Joel Stern of Stern Value Management Giving a Talk

Is the Market Discounting Next Year’s Profits?

10/30/2019

By Joel Stern (adapted by SVM)

Investment analysts often say that a company's common shares command a particular price/earnings ratio (PE) because the market is already discounting the company's earnings for next year. In reality, share prices are not determined as simply as that.

A casual look at the stock market shows that the time horizon for discounting a company's profits must be extremely long if the resulting value is to equal a company's current share price. Furthermore, there is considerable evidence that investors place most emphasis on a company's expected future Free Cash Flow (FCF), which is equal to net operating profit after taxes (NOPAT) minus the incremental capital necessary to maintain an anticipated rate of growth in NOPAT.

Focusing on profits alone rather than on FCF can lead to double-counting and an overstatement of a company's intrinsic value. Only rarely are NOPAT and FCF the same: normally FCF is less.

DISCOUNTING

What is discounting? When employed to describe the behavior of share prices, it means that the pattern of cash receipts is adjusted according to when they occur. A cash receipt of $100 next year is less valuable than $100 received today. A discount rate of 10 per cent means that $100 received a year from now has a current value of only $91, because $91 invested today to earn 10 per cent will be worth $100 next year. Converting $100 next year into $91 today is called "discounting." In this example the $100 is being discounted at an annual rate of 10 per cent.

Discounting is important to management because investments which look highly profitable may, in fact, have very low rates of return if the anticipated profits do not materialize for several years. An example is the continuing delay in drilling and extracting oil. Furthermore, there is good evidence that investors employ discounting when evaluating profit prospects. Since the expected rate of return on new investments is one of the key determinants of NOPAT and FCF and hence of share prices, discounting is an integral part of the valuation process in the stock market.

The analysts who say that a company's PE is the result of the market discounting next year's profits implies that the time horizon for discounting a company's profitability is very short - perhaps only a year. This is wrong: there is evidence that the time horizon is extremely long. It is virtually infinite for common shares, debentures and preferred shares.

An example may convince the skeptical reader. Assume a firm's shares command a PE of, say, 60. Such a high PE might be found in a company with a 15 per cent expected annual rate of profits growth. If current profits are 51 and the current share price is 560, profits for the next five years would be expected to be $1.15, $1.32, $1.52, $1.75 and $2.01. If these future earnings are simply added together and no discounting applied to reflect the time value of money, the present value of the next five years' profits is $7.75, considerably less than the current share price of $60. Thus, even with a discount rate of zero the time horizon for discounting profits must exceed five years. In this example the time horizon for discounting future profits is almost 17 years using a zero discount rate. That is, it would take the sum of almost 17 years' profits to equal the current share price of $60.
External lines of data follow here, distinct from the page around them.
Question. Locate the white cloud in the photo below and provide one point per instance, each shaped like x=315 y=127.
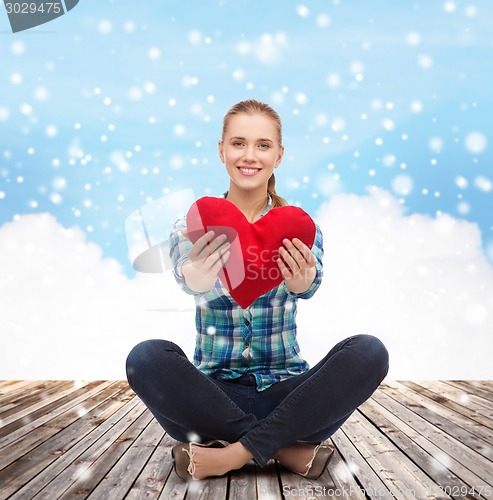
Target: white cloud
x=421 y=284
x=68 y=313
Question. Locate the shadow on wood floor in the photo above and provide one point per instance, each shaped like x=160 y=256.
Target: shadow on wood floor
x=412 y=439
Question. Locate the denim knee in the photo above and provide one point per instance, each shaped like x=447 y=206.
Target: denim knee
x=376 y=352
x=147 y=353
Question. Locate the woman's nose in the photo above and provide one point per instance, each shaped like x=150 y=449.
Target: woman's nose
x=250 y=154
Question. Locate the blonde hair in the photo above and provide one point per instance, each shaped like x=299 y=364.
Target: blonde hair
x=252 y=107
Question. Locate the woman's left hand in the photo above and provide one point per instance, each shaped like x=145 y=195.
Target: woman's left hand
x=297 y=265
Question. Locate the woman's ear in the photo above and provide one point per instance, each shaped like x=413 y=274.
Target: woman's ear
x=221 y=150
x=279 y=158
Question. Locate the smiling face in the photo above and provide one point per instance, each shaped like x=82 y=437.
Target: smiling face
x=251 y=151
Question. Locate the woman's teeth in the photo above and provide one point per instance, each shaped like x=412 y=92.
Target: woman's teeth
x=249 y=171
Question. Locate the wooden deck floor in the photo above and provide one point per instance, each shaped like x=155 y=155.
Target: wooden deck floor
x=66 y=439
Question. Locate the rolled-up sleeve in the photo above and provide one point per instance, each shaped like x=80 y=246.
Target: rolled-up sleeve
x=318 y=252
x=179 y=247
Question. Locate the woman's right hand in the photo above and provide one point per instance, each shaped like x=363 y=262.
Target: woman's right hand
x=206 y=258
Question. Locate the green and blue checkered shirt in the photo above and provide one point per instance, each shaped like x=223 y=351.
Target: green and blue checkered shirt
x=260 y=339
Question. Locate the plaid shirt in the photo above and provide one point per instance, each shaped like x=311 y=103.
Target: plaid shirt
x=260 y=339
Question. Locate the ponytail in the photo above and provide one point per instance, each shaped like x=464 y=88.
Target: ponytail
x=277 y=201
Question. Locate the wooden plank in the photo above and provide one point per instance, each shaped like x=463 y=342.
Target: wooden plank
x=242 y=484
x=208 y=489
x=99 y=441
x=464 y=420
x=50 y=396
x=458 y=399
x=293 y=485
x=471 y=386
x=477 y=447
x=64 y=431
x=153 y=476
x=53 y=479
x=268 y=483
x=20 y=432
x=94 y=467
x=17 y=401
x=175 y=487
x=419 y=449
x=64 y=403
x=402 y=477
x=451 y=454
x=367 y=477
x=118 y=481
x=344 y=480
x=7 y=386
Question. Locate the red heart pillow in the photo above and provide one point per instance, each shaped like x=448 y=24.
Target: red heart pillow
x=252 y=268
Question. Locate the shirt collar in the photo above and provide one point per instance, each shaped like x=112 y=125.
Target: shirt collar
x=266 y=209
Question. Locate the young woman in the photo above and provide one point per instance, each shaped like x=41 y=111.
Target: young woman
x=248 y=393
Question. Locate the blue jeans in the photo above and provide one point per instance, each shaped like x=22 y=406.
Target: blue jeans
x=308 y=407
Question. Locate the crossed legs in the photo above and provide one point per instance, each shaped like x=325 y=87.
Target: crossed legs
x=310 y=407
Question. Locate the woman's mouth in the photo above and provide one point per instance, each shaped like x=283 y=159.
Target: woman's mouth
x=248 y=171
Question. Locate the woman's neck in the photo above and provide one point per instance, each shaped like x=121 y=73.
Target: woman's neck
x=250 y=203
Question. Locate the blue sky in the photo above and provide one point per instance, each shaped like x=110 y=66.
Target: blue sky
x=116 y=104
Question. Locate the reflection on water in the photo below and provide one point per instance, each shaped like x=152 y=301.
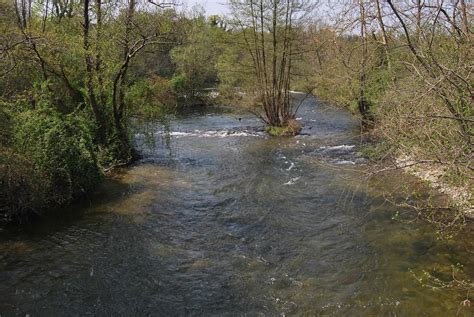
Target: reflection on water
x=221 y=219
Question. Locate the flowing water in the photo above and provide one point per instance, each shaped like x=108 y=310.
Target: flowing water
x=220 y=219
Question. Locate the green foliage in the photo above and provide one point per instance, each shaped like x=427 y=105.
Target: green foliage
x=61 y=149
x=151 y=97
x=181 y=84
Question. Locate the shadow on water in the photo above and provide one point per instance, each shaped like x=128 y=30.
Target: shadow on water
x=223 y=220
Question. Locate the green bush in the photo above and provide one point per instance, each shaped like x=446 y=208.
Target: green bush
x=61 y=150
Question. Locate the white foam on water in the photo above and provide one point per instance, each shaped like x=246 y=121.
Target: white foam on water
x=338 y=147
x=210 y=133
x=345 y=163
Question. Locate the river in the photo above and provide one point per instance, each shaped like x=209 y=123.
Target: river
x=218 y=218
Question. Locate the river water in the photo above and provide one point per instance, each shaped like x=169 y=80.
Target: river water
x=220 y=219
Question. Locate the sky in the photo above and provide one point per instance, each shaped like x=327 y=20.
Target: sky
x=211 y=6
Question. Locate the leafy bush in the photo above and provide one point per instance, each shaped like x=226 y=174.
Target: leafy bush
x=61 y=149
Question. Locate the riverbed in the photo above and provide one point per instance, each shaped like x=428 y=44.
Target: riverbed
x=218 y=218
In the real world where discount rates are frequently close to 10 per cent, the time horizon for earnings growth must be much longer.

CASH FLOW

Astute investors do not discount conventional profits. Rather, they discount Free Cash Flow (FCF) which is NOPAT minus the new capital needed to generate an anticipated rate of growth in NOPAT.

Because NOPAT and FCF are identical only when the magnitude of a company's investment opportunities is equal to the amount of depreciation, FCF is almost always less than NOPAT. Consequently, to calculate a company's current share price from future FCF, rather than from future NOPAT, requires an even longer time horizon than that indicated in the example.

The shortcoming of discounting NOPAT is that tomorrow's profits are likely to be the result of investing a part of current profits back into the business. Hence, discounting expected future NOPAT usually involves discounting a portion of a particular year's NOPAT more than once. The unfortunate product of such a procedure is an overstatement of a company's intrinsic value.